Smithsonian / US Geological Survey Weekly Volcanic Activity Report, 21 September-27 September 2016
Managing Editor: Sally Kuhn Sennert

Please cite this report as:

Global Volcanism Program, 2016. Report on Rinjani (Indonesia). In: Sennert, S K (ed.), Weekly Volcanic Activity Report, 21 September-27 September 2016. Smithsonian Institution and US Geological Survey.

Volcano Profile |  Weekly Report (21 September-27 September 2016)


Rinjani

Indonesia

8.42°S, 116.47°E; summit elev. 3726 m

All times are local (unless otherwise noted)


PVMBG reported that at 1445 on 27 September a small-scale explosive eruption at Rinjani's Barujari Crater produced an ash plume rose that rose 2 km above the crater and drifted WSW. The eruption was preceded by an increase in seismicity, but the number and amplitude of the events were insignificant. The Alert Level was raised to 2 (on a scale of 1-4), and the public was warned not to approach the crater within a 3-km radius.

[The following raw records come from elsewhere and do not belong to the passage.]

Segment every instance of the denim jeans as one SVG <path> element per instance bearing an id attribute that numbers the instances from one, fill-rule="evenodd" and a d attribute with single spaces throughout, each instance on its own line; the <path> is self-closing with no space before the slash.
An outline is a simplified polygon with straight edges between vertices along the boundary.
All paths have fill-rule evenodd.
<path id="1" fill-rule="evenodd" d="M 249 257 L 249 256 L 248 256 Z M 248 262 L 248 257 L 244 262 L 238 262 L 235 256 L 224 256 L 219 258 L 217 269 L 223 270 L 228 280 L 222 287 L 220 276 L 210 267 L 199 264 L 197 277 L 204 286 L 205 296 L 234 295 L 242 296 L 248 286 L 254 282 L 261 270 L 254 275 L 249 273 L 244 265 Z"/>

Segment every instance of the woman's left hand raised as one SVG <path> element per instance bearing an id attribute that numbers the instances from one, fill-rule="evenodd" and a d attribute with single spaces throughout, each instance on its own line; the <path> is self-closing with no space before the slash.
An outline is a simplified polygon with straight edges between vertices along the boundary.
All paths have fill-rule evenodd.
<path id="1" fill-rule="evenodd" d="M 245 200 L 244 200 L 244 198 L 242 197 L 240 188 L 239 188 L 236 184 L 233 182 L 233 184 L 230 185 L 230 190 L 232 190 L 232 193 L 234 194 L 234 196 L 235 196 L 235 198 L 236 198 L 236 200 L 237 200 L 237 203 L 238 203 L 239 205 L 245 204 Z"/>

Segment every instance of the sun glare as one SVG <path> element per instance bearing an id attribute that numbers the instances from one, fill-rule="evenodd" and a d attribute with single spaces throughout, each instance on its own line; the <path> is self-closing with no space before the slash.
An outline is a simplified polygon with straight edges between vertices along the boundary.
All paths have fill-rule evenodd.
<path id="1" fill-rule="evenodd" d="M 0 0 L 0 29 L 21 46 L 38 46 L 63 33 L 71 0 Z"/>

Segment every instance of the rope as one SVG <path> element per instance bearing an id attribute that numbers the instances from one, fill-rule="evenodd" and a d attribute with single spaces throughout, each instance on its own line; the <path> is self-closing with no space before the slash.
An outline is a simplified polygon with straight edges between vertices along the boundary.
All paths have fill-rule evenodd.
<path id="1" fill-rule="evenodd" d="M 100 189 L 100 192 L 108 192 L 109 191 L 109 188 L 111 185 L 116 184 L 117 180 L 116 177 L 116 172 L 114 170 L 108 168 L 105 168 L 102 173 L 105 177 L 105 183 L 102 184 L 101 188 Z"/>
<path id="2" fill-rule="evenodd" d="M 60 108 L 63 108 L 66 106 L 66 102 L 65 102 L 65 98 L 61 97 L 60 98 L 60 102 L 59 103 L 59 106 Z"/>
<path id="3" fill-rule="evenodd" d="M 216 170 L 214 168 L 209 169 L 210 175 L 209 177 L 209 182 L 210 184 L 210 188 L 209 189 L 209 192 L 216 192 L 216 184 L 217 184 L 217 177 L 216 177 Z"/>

Geologic Background. Rinjani volcano on the island of Lombok rises to 3726 m, second in height among Indonesian volcanoes only to Sumatra's Kerinci volcano. Rinjani has a steep-sided conical profile when viewed from the east, but the west side of the compound volcano is truncated by the 6 x 8.5 km, oval-shaped Segara Anak (Samalas) caldera. The caldera formed during one of the largest Holocene eruptions globally in 1257 CE, which truncated Samalas stratovolcano. The western half of the caldera contains a 230-m-deep lake whose crescentic form results from growth of the post-caldera cone Barujari at the east end of the caldera. Historical eruptions dating back to 1847 have been restricted to Barujari cone and consist of moderate explosive activity and occasional lava flows that have entered Segara Anak lake.